Climate Change is accelerating extreme weather events across the globe, especially in coastal and low-lying areas. For the city of Lisbon, rapid urbanization has combined with climate-related issues like rising sea levels and frequent and extreme rainfalls, leading to increased flood risks and soil imperviousness in the region.
As extreme weather events continued to strain the existing and often inadequate drainage infrastructure in the city, often lives and livelihoods of the citizens were at risk since there were significant damage to property and infrastructure. To improve the city’s flood resilience with data-driven planning, development, and operation, the city government decided to create a Digital Twin for urban flood simulation. Flood Resilience Models using Digital Twins help optimize the performance of the existing drainage infrastructure assets and to take preemptive steps for superior flood resilience planning.
Digital Twins are defined as a virtual representation of a physical asset, process, or system, created from sets of continuously updated data (real-time spatial data) from a multitude of sensors (including IoT, RFIDs, smartphones, geospatial tools, etc.). The use of real-time data in Digital Twin models provides the authorities with real-time status of the city infrastructure and its assets; while simultaneously providing data to city agencies for flood risk assessment, emergency situations, etc, to make informed decisions at the right time.
The development of a flood resilience model entails the integration of city-scale reality modelling, 3D mapping, and flood modelling, which when combined on a GIS platform can be used for visualization, simulation and analytics.
The Digital Twin solutions helped the city to comprehensively model alternative scenarios to develop a fool-proof and comprehensive drainage master plan for several return periods.

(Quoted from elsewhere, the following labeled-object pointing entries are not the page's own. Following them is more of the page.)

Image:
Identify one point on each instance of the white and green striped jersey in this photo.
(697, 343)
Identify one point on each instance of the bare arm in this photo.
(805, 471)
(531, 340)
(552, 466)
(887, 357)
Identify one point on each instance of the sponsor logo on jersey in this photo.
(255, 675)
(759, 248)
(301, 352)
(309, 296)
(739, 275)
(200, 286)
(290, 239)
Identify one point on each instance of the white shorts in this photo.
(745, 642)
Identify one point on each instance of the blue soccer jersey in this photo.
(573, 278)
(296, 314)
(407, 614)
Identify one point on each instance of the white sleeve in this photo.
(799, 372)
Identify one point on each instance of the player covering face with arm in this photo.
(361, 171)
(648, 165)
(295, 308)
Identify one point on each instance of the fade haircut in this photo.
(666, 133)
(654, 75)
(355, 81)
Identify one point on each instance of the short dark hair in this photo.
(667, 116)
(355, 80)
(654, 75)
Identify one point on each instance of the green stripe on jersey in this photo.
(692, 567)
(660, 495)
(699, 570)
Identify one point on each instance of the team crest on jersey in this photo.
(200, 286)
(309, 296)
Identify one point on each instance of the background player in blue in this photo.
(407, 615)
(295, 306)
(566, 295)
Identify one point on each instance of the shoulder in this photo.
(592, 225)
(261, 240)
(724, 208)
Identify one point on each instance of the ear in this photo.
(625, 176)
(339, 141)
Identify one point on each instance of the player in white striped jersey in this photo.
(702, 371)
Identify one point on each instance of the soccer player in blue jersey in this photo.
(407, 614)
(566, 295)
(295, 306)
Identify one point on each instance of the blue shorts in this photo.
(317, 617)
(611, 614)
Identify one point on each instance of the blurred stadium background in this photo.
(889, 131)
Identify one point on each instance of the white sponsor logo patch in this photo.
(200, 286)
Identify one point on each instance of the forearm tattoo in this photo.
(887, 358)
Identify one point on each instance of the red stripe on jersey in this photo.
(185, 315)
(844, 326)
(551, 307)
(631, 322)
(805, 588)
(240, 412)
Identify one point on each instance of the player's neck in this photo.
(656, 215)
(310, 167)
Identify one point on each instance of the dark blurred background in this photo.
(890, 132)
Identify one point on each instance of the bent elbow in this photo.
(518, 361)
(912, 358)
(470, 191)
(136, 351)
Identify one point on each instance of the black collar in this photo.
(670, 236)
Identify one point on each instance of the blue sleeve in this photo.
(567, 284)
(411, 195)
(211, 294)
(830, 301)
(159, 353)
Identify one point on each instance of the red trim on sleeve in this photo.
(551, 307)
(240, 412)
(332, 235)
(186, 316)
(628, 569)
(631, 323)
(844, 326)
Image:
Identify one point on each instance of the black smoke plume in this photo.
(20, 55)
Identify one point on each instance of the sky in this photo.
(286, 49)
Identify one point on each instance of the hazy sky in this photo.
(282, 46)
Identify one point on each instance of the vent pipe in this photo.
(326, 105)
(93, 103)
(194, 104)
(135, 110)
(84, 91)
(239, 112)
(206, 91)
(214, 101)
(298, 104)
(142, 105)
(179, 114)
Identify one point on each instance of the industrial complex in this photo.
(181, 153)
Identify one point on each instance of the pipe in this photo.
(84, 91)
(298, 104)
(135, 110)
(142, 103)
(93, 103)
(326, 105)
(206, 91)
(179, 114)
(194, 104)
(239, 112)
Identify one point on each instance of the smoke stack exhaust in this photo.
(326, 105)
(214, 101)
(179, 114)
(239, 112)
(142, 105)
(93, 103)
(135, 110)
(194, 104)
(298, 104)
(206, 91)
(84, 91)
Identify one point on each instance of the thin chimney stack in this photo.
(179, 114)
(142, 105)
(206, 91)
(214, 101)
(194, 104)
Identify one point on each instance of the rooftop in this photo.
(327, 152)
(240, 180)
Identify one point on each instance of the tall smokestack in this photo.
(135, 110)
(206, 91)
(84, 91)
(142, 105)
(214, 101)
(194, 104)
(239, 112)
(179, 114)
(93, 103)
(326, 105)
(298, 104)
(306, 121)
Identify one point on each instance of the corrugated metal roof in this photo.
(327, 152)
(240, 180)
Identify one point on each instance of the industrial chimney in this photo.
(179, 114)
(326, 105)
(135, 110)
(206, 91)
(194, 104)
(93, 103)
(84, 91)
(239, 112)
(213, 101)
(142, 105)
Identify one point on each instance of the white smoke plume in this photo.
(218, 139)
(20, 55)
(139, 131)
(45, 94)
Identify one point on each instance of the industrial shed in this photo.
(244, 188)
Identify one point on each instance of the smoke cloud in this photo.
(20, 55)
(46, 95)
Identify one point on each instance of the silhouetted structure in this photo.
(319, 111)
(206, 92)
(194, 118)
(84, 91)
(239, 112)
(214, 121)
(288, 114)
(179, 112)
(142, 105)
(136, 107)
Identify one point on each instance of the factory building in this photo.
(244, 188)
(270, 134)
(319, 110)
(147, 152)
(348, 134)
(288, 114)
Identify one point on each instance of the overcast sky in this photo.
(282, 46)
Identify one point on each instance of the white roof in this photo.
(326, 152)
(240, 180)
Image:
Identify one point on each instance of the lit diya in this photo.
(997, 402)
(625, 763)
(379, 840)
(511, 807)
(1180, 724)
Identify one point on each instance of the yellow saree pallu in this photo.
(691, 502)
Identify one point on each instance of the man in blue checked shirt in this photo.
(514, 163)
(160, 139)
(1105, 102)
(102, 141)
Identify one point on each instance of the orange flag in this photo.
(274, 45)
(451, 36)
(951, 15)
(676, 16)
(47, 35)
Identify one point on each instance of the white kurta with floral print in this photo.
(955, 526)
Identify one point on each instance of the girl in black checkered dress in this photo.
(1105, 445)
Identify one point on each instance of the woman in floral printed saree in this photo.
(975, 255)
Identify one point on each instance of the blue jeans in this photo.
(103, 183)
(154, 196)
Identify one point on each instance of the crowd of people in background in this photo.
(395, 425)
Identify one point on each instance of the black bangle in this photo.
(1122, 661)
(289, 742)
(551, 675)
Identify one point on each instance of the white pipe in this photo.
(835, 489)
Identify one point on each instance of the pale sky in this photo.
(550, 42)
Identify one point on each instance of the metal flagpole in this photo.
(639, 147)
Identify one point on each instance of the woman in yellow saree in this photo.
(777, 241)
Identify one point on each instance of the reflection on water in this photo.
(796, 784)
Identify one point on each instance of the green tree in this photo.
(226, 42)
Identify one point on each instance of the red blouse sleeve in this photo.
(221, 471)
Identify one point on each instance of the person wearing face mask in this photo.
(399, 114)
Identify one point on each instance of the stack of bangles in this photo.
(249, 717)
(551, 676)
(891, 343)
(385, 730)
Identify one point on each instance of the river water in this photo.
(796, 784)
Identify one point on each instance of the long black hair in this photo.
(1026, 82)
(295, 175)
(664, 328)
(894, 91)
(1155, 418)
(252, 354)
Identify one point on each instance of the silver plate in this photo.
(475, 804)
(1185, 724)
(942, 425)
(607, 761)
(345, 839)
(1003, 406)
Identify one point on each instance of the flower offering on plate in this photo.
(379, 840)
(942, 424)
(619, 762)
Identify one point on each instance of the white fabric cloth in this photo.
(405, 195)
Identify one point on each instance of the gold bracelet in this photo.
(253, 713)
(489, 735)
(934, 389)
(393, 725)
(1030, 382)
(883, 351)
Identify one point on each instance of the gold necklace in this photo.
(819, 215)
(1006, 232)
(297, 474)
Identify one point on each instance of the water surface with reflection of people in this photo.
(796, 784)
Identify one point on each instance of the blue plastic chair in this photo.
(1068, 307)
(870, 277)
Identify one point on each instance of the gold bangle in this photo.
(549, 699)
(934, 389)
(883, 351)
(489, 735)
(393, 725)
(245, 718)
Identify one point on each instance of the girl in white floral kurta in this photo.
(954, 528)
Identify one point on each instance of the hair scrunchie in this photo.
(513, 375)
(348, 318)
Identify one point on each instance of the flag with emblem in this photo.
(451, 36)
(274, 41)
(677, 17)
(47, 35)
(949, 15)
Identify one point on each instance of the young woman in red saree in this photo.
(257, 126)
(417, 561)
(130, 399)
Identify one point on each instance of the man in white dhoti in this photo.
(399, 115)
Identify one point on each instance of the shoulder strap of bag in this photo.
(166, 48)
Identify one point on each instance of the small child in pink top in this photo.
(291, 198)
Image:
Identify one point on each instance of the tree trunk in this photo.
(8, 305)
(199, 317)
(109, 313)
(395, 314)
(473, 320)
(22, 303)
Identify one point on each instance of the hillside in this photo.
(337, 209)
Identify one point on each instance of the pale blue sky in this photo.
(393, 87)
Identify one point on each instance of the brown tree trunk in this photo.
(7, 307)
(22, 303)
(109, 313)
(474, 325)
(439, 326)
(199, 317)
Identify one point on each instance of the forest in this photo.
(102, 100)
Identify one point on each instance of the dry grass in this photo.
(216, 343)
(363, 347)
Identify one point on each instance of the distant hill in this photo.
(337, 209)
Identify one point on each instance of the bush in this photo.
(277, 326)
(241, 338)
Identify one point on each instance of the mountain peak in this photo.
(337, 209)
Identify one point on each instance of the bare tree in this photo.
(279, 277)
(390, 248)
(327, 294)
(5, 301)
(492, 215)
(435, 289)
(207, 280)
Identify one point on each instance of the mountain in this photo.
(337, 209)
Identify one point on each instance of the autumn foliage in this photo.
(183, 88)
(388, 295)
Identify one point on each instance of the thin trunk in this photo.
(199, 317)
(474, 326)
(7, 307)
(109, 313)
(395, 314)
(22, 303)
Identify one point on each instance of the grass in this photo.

The flood resilience models enabled them to better respond to the extreme weather conditions.
For this project, spatial data was collected from drones and ground-level imagery (complemented with laser scans, when required) for use in reality models and 3D mapping software to generate a high-resolution, precise and accurate, city-scale 3D reality mesh. The reality mesh was further tied to underlying GIS data – especially of buildings, parcels and other critical elements of infrastructure assets and also included digital terrain data, which is fundamental for any hydrological simulation. The creation of the reality model thus enabled the engineers to perform development and operations work directly off the model due to the high-resolution of the model.
Using the reality model/mesh, a flood resilience model was
established by setting up a computational mesh for the area of interest and as a base to source the digital terrain data to provide a visually realistic context for viewing flood simulations in the computational mesh. Additionally, the computational mesh included real-time spatial (collected for reality modelling) and non-spatial data (real-time feeds of meteorological data, current hydrological conditions, rainfall index, etc.,) to develop the flood resilience model. High-resolution computational meshes were applied with more than 500,000 nodes, corresponding to a spatial resolution of four meters. These computational meshes were based on interpolations from up-to-date topography and planimetry data layers. The model was then integrated with the sewer and stormwater networks to dynamically simulate urban stormwater flow and drainage to understand the potential flooding in the region due to storm surges. To create the flood resilience model, Bentley’s OpenFlows WaterOPS service was used.
The flood resilience model, thus created, provided the city authorities with a virtual representation of the various simulations – of the impact of stormwater flows on the infrastructure and assets of cities based on different ranges of velocity, flow and direction of the stormwater.
In Lisbon, what-if scenario’s generated by the flood resilience models based on the Digital Twin models is estimated to avoid 20 floods in the next 100 years and save more than EUR 100,000,000 in damaged infrastructure and loss of livelihoods.
The authorities also used the flood resilience model to identify the best trajectory and size of the two tunnels that were to be constructed using the different simulations. The varied simulations enabled the authorities to determine flood risks for existing drainage infrastructure conditions and also evaluate and propose mitigation and resilience strategies for new infrastructure. Further, the city is now able to efficiently perform predictive analysis of the city’s water supply, wastewater, stormwater, and other water systems to forecast flood risks and take necessary proactive actions and preventive measures before any flood wave arrives.